Fun Facts About The Ransom Paid To Iran

About every third email, post, tweet and call today was from someone with a thimbleful of facts and a Canyon Lake of attitude.

Let me paraphrase them: “Don’t you realize the $400M was Iran’s money, we were just giving it back, and so it wasn’t ransom. Idiot!”

The Twitter nitwittery was strong today.

Not that facts should ever get in the way of feelings, this being 2016 and all, but here are a few facts:

In the beginning of the US-Iran talks, a formula was established of exchanging people for people, meaning Iranian nationals held by America for Americans held by Iran. Then, the Iranians began insisting that there be money, too. That’s ransom, no matter where you get the money from.

The $400M, and the $1.7B total, being frozen by the US wasn’t an arbitrary thing. Some of it represents funds Iran believes it is owed. Some of it is interest they also feel entitled to.  But, there are victims’ damage claims totaling more than that, from the US family members and survivors of Iran-sponsored terror attacks, going back decades. If you’re crowing about how that money “belongs” to the terrorist regime in Teheran, you’re siding against your fellow Americans who’ve lost loved ones or limbs to Iranian-backed attacks.

You’re also siding against US law and the Supreme Court of the United States. But, by all means, stick up for the ayatollahs, if that’s your thing.

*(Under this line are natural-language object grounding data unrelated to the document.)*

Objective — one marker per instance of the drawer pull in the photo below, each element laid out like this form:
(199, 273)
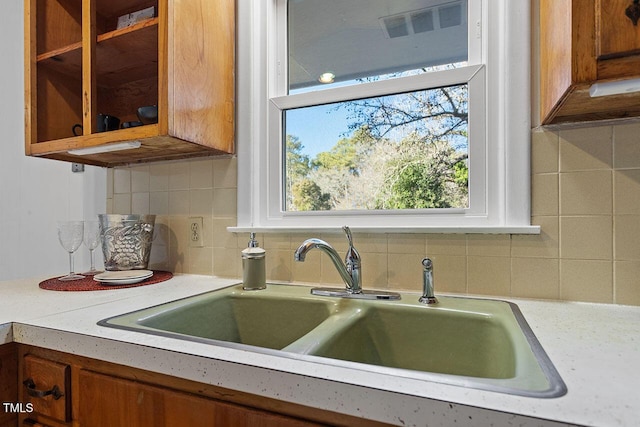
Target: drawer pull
(31, 390)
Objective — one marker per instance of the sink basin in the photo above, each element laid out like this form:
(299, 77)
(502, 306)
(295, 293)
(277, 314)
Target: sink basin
(272, 320)
(443, 341)
(477, 343)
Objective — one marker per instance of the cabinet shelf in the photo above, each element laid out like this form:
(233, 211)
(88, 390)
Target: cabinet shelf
(79, 65)
(123, 55)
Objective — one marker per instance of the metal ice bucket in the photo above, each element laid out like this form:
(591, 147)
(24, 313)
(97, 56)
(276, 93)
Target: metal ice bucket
(126, 240)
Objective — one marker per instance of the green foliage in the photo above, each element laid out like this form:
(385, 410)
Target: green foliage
(308, 196)
(401, 155)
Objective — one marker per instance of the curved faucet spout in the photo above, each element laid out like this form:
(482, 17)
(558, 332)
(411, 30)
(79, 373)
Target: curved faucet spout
(310, 244)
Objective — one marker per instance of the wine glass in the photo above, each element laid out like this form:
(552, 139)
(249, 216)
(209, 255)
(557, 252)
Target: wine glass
(70, 234)
(91, 240)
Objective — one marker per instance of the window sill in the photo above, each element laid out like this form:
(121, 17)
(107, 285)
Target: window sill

So, to recap so far, the definition of ransom is “a sum or payment demanded or paid for the release of a hostage or prisoner”. Payment was demanded, and paid, for the release. It coincided with the release of four Americans, but it was not coincidental, and, yes, the Iranians gleefully propagandized about it as ransom at the time. The word they used: ransom.

Not to get philosophical, but if the kidnapper thinks you paid ransom, you probably did.

Contrary to law, the administration hid the details of the payout from Congress. Not surprising, since many members in both parties have worried aloud about Iran’s windfall going to fund Assad, Hezbollah and Quds forces in Iraq and elsewhere.

Despite once being the leader in imposing sanctions on Iran, the US is now leading on dodging those sanctions. Case in point: Reputable banks avoid any dealings with the Islamic Republic because of terrorism and money laundering concerns. Instead of lauding those banks, we went around them and sought out countries whose banking systems would quietly route hard cash to Iran. Hence the euros and other currencies.

Why be sneaky if what you’re doing is “smart diplomacy”, as a State Department press flack called it?

Back to those victim damage claims from Iran-sponsored terror attacks. In recent weeks, Iran has stepped up demands for more of those frozen assets. Why now, after such a long time frozen, are they so eager to hit the ATM?

One theory is that President Obama’s administration is seen as the last, best chance to get monies our own Supreme Court has said should be awarded American victims, not the tyrants of Teheran.

The UN has directly accused Iran of subsidizing the Assad regime’s war in Syria through cash and materiel shipments.

Unfreezing their assets now, draining off money American terror victims have waited years for, propping up an oppressive, theocratic dictatorship and bankrolling the bloodbath of Syria’s Assad—if you still want to talk about it being “their money”, I’d simply ask why do you care so much about that, in all of this?